El atractivo turístico era una galera, mezcla de cantina y pista de baile, con paredes y techo agujereados. Súbito aparecieron empistolados que se sentaron en la mesa a espaldas dela nuestra. De repente un estruendo me ensordeció: habían disparado al techo. Los saloneros dijeron que no nos preocupásemos, pues era costumbre de la gente baleando techo y paredes por estar contentos o bravos. Pregunté al que disparó cuál era su motivo y dijo que por el triunfo de Alejo Durán.
Dormíamos en la oficina de don Ricardo. Un día vino con su hijo mayor, Ricardo. Era joven y muy serio. Pensé que le incomodábamos. Décadas después leí en los diarios que en Quito habían capturado y extraditado a Estados Unidos a un comandante de las FARC, apodado Simón Trinidad. Era de Valledupar y su nombre Ricardo Palmera. Era el hijo de don Ricardo.
Dejamos Valledupar pasando zonas algodoneras, antiguas zonas bananeras y ciénagas hasta Santa Marta, que nos gustó, y permanecimos una semana. Visitamos aldeas de pescadores como Taganga y Villa Concha. La costa rocosa con pequeñas bahías y aguas muy cristalinas. A 5 kilómetros estaba San Pedro Alejandrino, hacienda donde murió Simón Bolívar. Un monumento nacional. Dormíamos en El Rodadero, un balneario a 10 kilómetros de la ciudad, que parecía Miami Beach. Los muchachos de la policía nos alojaron gratis en el garaje del cuartel por la semana que pasamos con ellos.

Pasada la Navidad, en cinco aventones llegamos a Barranquilla, el último en un camión cervecero. Barranquilla está sobre el Magdalena, río que cruzamos en ferry. El río parecía tener 200 metros de ancho. La ciudad, de unos 700,000 habitantes, estaba sucia y fea como toda ciudad industrial. Un señor, cuyo hijo estudiaba en La Javeriana, nos llevó en su carro a conocerla. Salimos a las 3:00 p.m. hacia Cartagena. En un retén de la policía nos recogieron unos vendedores de la Cervecería Karla de Medellín. Nos compraron el almuerzo y gaseosas. A las 7:00 p.m. llegamos a Cartagena, durmiendo en las oficinas de la cervecería. Al otro día llamé a Blas López, uniandino, y fuimos huéspedes de su familia, dueña de un conocido taller de mecánica. Partimos el 3 de enero.

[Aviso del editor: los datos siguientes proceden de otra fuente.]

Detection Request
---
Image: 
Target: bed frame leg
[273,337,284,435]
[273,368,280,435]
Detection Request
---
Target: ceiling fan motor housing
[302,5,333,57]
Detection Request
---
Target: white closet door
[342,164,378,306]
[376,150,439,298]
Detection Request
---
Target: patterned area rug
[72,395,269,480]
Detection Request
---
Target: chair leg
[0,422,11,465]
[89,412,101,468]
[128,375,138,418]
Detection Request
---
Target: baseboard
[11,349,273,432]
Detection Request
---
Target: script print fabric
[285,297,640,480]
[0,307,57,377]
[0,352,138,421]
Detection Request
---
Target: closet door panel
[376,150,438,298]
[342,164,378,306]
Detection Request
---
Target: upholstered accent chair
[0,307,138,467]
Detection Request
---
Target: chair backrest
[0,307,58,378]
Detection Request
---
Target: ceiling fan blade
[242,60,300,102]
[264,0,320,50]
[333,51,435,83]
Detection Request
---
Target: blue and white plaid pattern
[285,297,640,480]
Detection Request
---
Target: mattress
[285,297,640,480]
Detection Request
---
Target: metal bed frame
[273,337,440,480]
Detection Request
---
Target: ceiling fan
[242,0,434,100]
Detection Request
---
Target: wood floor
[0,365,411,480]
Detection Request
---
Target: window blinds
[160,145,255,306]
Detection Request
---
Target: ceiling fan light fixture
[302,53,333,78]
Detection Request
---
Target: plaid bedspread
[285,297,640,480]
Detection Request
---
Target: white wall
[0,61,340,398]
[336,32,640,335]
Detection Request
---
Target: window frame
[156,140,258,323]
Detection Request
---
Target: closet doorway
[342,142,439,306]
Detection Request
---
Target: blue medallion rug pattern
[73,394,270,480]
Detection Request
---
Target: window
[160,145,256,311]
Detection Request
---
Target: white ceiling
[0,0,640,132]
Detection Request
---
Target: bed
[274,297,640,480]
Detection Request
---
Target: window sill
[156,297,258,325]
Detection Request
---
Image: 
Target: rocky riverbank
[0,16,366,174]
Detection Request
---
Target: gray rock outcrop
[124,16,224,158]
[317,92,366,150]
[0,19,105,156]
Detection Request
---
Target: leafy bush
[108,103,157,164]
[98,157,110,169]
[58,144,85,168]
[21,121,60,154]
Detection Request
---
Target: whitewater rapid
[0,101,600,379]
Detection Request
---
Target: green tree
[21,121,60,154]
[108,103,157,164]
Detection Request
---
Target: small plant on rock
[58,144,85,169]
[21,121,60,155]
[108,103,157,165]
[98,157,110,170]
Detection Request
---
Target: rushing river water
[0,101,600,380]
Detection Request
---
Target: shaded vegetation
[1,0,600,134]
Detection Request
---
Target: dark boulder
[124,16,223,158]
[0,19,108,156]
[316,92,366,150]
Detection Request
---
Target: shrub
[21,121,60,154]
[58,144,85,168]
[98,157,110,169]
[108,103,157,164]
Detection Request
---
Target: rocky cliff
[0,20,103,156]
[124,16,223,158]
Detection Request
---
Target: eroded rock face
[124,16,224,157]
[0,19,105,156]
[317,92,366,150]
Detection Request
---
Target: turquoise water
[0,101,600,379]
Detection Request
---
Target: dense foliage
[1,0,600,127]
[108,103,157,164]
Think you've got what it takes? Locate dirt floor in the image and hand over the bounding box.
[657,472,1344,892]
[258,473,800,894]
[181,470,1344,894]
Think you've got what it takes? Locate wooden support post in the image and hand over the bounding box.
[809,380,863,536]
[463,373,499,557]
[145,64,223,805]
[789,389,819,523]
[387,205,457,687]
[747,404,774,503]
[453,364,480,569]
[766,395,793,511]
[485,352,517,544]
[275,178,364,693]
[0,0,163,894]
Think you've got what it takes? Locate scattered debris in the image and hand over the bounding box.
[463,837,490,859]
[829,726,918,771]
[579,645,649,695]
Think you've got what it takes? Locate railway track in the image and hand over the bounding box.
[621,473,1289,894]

Visitamos los viejos fuertes coloniales de Cartagena: el castillo de San Felipe, dos a la entrada de la bahía y dos dentro de ella. Los monumentos no estaban tan bien cuidados como los de México. Los guías sabían poco de su historia. Aunque sucia, la ciudad tenía una gracia que carecía Barranquilla. En Cartagena sentimos la historia.
Pensábamos ir a las islas de San Andrés, pues el capitán del barquito Johnny Cay nos llevaría a cambio de lavar platos y limpiar pisos. Islas colombianas a 200 millas de la costa de Nicaragua, habitadas por gente negra de habla inglesa que no quería a los colombianos, a quienes llamaban “Panyaman”, es decir, “Spanish man”.
Las carreteras de Colombia eran pésimas. El centro del país son cadenas montañosas que marcan las culturas regionales. Entre los de la costa —Santa Marta, Barranquilla y Cartagena— y los del interior. Los costeños llamaban a los del centro “cachacos”, término despectivo cuyo significado no me quedó claro. El bogotano formalista, muy de etiqueta. El costeño directo, casi brusco.
En Cartagena fuimos a un teatro donde solo iba la “chusma”. Por el altoparlante solicitaron un médico que asistía a la película; en eso la audiencia gritó: “No está. Está cagando”.
Un mes anduvimos a dedo y con poca plata por este fascinante país, tan poco conocido por los panameños, a pesar de tener ambos historias y culturas compartidas de vieja data.